Gleichzeitig mit „45 unter 45“ ist der dritte Teil von Otto Kapfingers „emerging“-Reihe im Architekturzentrum Wien zu sehen, die ganz im Zeichen der jungen heimischen Architekturszene steht. Trotz des grundverschiedenen kulturellen Ursprungs, der unterschiedlichen Größe der Länder und Anzahl der Menschen, der daraus resultierenden Probleme und daher divergierenden urbanen Situation sind in der Architektur zahlreiche Parallelen auf gestalterischer Ebene zu bemerken. Viele Formen der traditionellen japanischen Bauweise finden sich auch in der neuen österreichischen Architektursprache: geradlinige und reduzierte Formen, Bezüge zwischen Innen- und Außenraum, flexible Raumnutzung, Schiebeelemente als raumhohe Türen und Fenster.

Die Zwischenraumzone „Engawa“ etwa, eine dem Wohnbereich mit beidseitigen Schiebewänden vorgelagerte Art von Veranda, ist in neuinterprätierter Ausformung sowohl in der zeitgenössischen japanischen als auch in der zeitgenössischen österreichischen Architektur oftmals präsent.

Das 1997 fertiggestellte „Haus C.“ in Graz der Architekten Feyferlik/Fritzer gibt dafür ein gutes Beispiel: aufschiebbare Glaselemente öffnen sich Richtung Garten und gewähren auch der Badewanne direkten Bezug zum Außenraum. Das Gesamtbild des Hauses und seine Positionierung in die Landschaft erinnern an japanische Konzepte.

Daigo Ishiis „Landhaus C“ wurde für die schneereichste Region Japans geplant. Verbüffend ähnlich wirken die um 2000 geplante Reihenhausanlage und Wohnbox der Architektengruppe Holz Box Tirol. Hier sind klimatische Parallelen und die formal reduzierte Anwendung des Werkstoffes Holz wohl für die formale Assoziation ausschlaggebend. Die räumlich raffiniert ausgeklügelte „Minibox“ gleichnamiger Tiroler Architekten thront auf einem Innsbrucker Dach und wäre in dieser Form durchaus in Japan vorstellbar.

Auch das Projekt „turnOn“ der Architektengruppe AllesWirdGut ist nicht frei von Anmutungen ans japanische Formenrepertoire. Das an ein Hamsterrad erinnernde Objekt enthält sämtliche Möbel aus einem Guß, die durch das Weitergehen innerhalb des Rads benützbar werden. „turnOn“ wäre eine Antwort auf die vorgefertigten japanischen Plastikboxen als Badezimmer und Konsequenz der extrem beengten Wohnverhältnisse. Es hätte zum Beispiel im „Mini Haus“ von Yoshiharu Tsukamoto und Momoyo Kajima Platz, dessen Breite sich auf die Länge des davor geparkten Autos „Mini“ beschränkt!

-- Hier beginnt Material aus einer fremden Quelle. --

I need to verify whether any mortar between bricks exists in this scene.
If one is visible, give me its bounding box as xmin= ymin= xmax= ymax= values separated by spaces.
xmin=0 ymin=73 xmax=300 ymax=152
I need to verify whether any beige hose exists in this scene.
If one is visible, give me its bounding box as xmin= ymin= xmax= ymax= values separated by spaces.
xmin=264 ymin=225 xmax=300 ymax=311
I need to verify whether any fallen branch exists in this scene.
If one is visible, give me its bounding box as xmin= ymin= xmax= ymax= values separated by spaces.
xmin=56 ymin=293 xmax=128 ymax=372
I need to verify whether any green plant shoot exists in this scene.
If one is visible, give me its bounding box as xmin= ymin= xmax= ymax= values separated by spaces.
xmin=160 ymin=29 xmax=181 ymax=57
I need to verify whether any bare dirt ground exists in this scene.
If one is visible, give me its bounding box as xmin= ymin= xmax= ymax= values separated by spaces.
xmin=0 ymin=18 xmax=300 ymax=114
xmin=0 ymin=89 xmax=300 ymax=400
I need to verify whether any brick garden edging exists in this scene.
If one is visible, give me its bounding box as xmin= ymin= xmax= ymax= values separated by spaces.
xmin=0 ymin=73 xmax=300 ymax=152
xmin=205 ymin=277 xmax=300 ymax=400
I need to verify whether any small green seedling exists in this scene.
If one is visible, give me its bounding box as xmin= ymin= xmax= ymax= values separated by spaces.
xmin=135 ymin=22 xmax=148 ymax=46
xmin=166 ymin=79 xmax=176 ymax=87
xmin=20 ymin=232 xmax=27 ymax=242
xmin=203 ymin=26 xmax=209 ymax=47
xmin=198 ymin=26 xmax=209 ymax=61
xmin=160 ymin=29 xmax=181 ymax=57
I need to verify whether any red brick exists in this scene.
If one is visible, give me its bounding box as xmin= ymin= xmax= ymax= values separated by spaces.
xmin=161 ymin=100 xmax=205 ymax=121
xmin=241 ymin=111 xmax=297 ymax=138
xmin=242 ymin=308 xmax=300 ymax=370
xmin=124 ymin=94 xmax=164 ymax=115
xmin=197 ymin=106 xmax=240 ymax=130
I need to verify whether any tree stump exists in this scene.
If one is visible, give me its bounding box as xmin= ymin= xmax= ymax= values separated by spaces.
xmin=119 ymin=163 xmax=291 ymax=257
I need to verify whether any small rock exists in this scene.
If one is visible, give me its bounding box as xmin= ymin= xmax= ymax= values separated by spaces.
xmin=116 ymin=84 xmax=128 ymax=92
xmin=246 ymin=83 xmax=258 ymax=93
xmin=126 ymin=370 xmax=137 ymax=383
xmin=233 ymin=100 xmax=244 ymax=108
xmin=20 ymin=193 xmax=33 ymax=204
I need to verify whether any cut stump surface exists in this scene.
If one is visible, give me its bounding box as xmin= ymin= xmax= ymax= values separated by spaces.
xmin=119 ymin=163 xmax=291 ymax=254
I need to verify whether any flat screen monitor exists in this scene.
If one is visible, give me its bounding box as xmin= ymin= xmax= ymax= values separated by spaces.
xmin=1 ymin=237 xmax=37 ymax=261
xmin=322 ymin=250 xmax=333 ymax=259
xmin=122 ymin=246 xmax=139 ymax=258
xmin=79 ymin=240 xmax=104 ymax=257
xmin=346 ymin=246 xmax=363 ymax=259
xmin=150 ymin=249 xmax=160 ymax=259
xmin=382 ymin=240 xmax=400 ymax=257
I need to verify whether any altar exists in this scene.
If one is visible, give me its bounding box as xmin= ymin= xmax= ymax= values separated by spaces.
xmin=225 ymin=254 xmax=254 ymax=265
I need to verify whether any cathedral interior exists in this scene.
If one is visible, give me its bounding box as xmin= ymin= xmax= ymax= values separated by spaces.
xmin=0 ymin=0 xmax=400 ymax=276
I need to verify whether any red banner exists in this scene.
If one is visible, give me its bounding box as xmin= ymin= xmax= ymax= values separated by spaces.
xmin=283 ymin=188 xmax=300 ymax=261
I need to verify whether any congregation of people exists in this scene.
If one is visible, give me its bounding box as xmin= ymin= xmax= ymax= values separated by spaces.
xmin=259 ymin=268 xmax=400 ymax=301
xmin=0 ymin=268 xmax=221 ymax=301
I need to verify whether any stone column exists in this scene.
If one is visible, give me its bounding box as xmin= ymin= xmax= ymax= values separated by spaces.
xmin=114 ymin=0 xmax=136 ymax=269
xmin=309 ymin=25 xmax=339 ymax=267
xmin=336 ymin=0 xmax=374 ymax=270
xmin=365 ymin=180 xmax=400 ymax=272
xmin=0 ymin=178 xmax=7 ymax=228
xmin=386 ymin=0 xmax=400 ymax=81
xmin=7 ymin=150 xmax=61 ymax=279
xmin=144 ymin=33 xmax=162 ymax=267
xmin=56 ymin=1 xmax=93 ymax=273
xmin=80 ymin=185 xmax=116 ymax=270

[ Die Ausstellung „45 unter 45 - Junge Architektur aus Japan“ ist noch bis 31. Jänner im Ausstellungszentrum im Ringturm (Wien I, Schottenring 30) Montag bis Freitag 9 bis 18 Uhr zu sehen, „emerging architecture 3“ noch bis 10. März im Architekturzentrum Wien (Wien VII, Museumsplatz 1) täglich 10 bis 19 Uhr. ]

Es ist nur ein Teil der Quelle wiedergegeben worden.